La course à l’Élysée pour 2027 s’accélère en France, avec des primaires multiples et des divisions internes qui fragilisent la gauche, tandis que Jean-Luc Mélenchon semble tracer sa route en solitaire. Comme le rapporte France 24, l’échéance électorale de 2027, soit dans dix-huit mois, voit les candidats potentiels s’agiter sur tous les fronts, entre ralliements improvisés et stratégies encore floues.

Ce qu'il faut retenir

  • Jean-Luc Mélenchon apparaît comme le seul candidat de gauche à avancer sans attendre les primaires, malgré les divisions au sein de son camp.
  • Les primaires de gauche se multiplient, mais leur organisation divise encore les partis, retardant l’émergence d’un candidat unique.
  • La gauche, historiquement divisée, peine à trouver une stratégie commune pour affronter la présidentielle.
  • Les premiers meetings et ralliements se multiplient, signe d’une campagne déjà en marche.
  • L’échéance de 2027 se précise, avec une campagne qui s’annonce longue et complexe.

Une gauche fragmentée, Mélenchon en première ligne

À moins de dix-huit mois de l’élection présidentielle, la gauche française reste profondément divisée, selon les observateurs politiques.
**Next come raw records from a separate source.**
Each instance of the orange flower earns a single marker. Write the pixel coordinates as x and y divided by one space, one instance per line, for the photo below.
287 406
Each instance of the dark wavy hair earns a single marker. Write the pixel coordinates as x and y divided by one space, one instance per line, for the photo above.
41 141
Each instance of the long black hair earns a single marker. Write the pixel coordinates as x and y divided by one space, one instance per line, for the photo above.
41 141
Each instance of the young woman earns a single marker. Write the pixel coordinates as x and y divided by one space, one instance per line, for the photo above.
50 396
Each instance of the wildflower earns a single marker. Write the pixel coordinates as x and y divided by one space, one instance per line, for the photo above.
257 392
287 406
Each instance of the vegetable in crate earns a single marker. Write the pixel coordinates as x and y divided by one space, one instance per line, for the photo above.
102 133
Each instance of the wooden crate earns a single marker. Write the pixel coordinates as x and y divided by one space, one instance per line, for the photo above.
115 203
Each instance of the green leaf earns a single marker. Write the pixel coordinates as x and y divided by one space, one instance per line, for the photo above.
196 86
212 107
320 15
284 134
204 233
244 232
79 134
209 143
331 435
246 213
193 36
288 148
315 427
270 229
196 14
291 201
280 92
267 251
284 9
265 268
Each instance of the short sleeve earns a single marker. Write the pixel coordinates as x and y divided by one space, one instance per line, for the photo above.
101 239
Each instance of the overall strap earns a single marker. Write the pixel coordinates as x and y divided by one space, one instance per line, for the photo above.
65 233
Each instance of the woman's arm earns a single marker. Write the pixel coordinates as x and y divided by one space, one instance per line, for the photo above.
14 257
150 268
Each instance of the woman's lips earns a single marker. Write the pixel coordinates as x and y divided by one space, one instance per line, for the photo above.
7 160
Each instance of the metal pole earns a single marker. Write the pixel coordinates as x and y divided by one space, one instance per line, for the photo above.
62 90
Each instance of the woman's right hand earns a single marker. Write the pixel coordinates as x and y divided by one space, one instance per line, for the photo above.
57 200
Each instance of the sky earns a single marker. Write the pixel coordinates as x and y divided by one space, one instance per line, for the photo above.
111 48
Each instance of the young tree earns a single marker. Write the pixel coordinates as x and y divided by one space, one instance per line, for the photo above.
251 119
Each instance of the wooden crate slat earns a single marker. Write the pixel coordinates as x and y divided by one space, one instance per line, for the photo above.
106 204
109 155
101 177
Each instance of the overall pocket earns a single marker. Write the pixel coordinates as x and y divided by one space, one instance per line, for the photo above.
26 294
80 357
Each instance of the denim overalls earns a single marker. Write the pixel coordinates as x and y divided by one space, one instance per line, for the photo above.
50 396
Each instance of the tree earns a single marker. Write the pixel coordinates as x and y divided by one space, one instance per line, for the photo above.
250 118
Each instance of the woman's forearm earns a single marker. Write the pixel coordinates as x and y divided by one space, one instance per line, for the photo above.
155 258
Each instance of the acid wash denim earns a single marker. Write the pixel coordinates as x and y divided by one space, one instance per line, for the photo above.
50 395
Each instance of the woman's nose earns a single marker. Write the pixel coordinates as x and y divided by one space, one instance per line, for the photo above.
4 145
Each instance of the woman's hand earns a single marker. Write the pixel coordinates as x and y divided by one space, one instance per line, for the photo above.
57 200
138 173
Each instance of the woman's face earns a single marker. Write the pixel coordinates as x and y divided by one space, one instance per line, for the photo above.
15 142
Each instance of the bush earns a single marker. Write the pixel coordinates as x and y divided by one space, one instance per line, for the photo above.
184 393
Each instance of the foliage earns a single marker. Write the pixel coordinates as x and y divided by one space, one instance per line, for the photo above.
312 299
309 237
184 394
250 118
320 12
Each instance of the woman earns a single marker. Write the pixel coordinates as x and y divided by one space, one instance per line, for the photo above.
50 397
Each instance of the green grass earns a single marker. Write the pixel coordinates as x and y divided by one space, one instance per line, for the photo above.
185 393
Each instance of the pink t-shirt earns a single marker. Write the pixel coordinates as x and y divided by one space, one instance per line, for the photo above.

Jean-Luc Mélenchon, figure historique de La France Insoumise, semble le seul à avancer sans attendre les primaires, malgré les tensions internes. Flore Simon, chroniqueuse politique pour France 24, souligne que le leader insoumis trace sa route en solo, sans chercher à fédérer les autres forces de gauche.

Les partis traditionnels de gauche, comme le Parti Socialiste ou Europe Écologie Les Verts, peinent à s’accorder sur une stratégie commune. Les appels à une primaire unifiée se heurtent aux ambitions individuelles et aux rivalités internes, ralentissant la préparation d’un candidat unique capable de rivaliser avec les favoris de droite et du centre.

Primaires en cascade : une course à l’unité qui s’enlise

Plusieurs initiatives de primaires se multiplient à gauche, mais chacune d’elles semble davantage fragmenter le paysage qu’unifier les troupes. Le Parti Socialiste a annoncé son intention d’organiser une primaire ouverte à l’automne 2026, tandis que Europe Écologie Les Verts réfléchit à une consultation interne avant la fin de l’année. Ces démarches, bien que nécessaires, risquent de se télescoper et d’épuiser les énergies avant même le lancement officiel de la campagne.

Selon les analystes, cette multiplication des primaires reflète moins une volonté d’ouverture qu’une incapacité à trancher entre plusieurs figures aux ambitions concurrentes. Résultat : la gauche risque de se présenter divisée face à ses adversaires, une situation qui, en 2022, avait contribué à son échec électoral.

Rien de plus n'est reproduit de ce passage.